Ce livre, dont la dernière publication date de 1973 aux éditions 10-18, reprend le témoignage d'un voyage de Daniel Guérin aux États-Unis en 1947-1948, lié à une analyse historique et politique du mouvement noir américain. Dans la préface, Les bons caractères soulignent avec raison l'intérêt d'une telle lecture depuis l'élection de Barack Obama.
L'auteur revient sur l'histoire du racisme et de la ségrégation dans ce pays, en étudiant les enjeux, mécanismes d'intimidation, techniques de terreur et véhicules du préjugé social. Si la trame de ces événements est mieux connue aujourd'hui, elle ne cesse de heurter, et l'auteur de mettre en relief la dimension socio-économique moins visible. On regrettera certes quelques erreurs ponctuelles (date de l'engagement du Parti communiste des Etats-Unis dans la stratégie du Front populaire, p. 155 et 177) et ici ou là la conception du racisme déterminé uniquement par « l'infrastructure » ; l'auteur allant jusqu'à affirmer qu'« avant la découverte de l'Amérique par Christophe Colomb, en 1492, le monde n'avait jamais connu le racisme » (p. 33).
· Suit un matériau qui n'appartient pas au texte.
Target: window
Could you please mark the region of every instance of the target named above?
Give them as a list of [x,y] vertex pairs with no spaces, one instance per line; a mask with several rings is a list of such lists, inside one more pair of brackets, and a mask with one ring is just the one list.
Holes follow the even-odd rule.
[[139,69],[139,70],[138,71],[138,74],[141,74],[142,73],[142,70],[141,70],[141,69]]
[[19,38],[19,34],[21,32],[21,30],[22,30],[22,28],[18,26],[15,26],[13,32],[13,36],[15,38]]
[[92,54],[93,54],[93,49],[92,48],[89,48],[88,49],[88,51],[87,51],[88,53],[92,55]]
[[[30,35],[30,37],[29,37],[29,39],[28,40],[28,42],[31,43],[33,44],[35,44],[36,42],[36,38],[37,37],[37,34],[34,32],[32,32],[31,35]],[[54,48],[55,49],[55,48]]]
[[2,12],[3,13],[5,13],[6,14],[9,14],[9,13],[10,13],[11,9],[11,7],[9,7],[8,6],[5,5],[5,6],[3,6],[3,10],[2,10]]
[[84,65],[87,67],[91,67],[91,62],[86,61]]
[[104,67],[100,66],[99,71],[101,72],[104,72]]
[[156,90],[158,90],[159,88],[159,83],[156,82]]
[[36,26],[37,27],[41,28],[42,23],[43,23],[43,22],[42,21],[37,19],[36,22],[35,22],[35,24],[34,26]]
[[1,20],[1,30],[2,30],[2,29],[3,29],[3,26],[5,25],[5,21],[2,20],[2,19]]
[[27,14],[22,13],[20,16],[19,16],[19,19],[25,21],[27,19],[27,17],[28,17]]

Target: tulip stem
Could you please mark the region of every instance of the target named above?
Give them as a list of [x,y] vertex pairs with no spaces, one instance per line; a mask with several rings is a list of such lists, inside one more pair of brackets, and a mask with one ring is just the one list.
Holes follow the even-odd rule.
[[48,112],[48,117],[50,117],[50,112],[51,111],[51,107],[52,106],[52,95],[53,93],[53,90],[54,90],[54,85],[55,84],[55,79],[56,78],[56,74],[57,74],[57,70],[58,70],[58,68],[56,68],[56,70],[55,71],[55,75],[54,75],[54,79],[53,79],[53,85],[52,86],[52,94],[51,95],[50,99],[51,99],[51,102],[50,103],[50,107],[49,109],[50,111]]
Mais heureusement, cette vision fait très vite place à une analyse passionnante dont la richesse réside dans le croisement d'une lecture complexe en termes de classes et de « couleur »1. Dès lors, Guérin est à même de mettre en lumière les clivages générationnels et sociaux au sein du mouvement noir - des mouvements noirs faudrait-il dire : Black Muslims, Black Power, Black Panthers, … -, qui se traduisent par des revendications différentes, ambiguës, voire contradictoires : « pouvoir noir », « nationalisme », « capitalisme noir », « révolution », … Par ailleurs, il montre au sein des Blancs les voies divergentes prises par le mouvement d'émancipation raciale et le mouvement pour l'émancipation sociale. Ce faisant, il n'esquive pas le problème du racisme profond de la classe ouvrière blanche, exacerbée par la classe possédante, la mise en concurrence sur le marché du travail (et l'instrumentalisation des Noirs comme briseurs de grève), la consolation et compensation qu'offrent aux pauvres Blancs la fierté d'appartenir à la « race supérieure ». En conséquence, la dialectique d'avance ou de repli, d'ouverture ou de « racisme à rebours » du mouvement noir, est fonction du contexte international (décolonisation, guerre du Vietnam) et de l'espoir mince ou inexistant de constituer une alliance avec les progressistes blancs. D'où la mobilisation et la jonction qui se fait en périphérie de la classe ouvrière : les étudiants blancs radicalisés et le « lumpen » noir. Les pages sur les Panthères noires comptent aussi comme les plus intéressantes. Tout en y reconnaissant le mouvement le plus important, le plus révolutionnaire, Guérin ne ménage pas ses critiques.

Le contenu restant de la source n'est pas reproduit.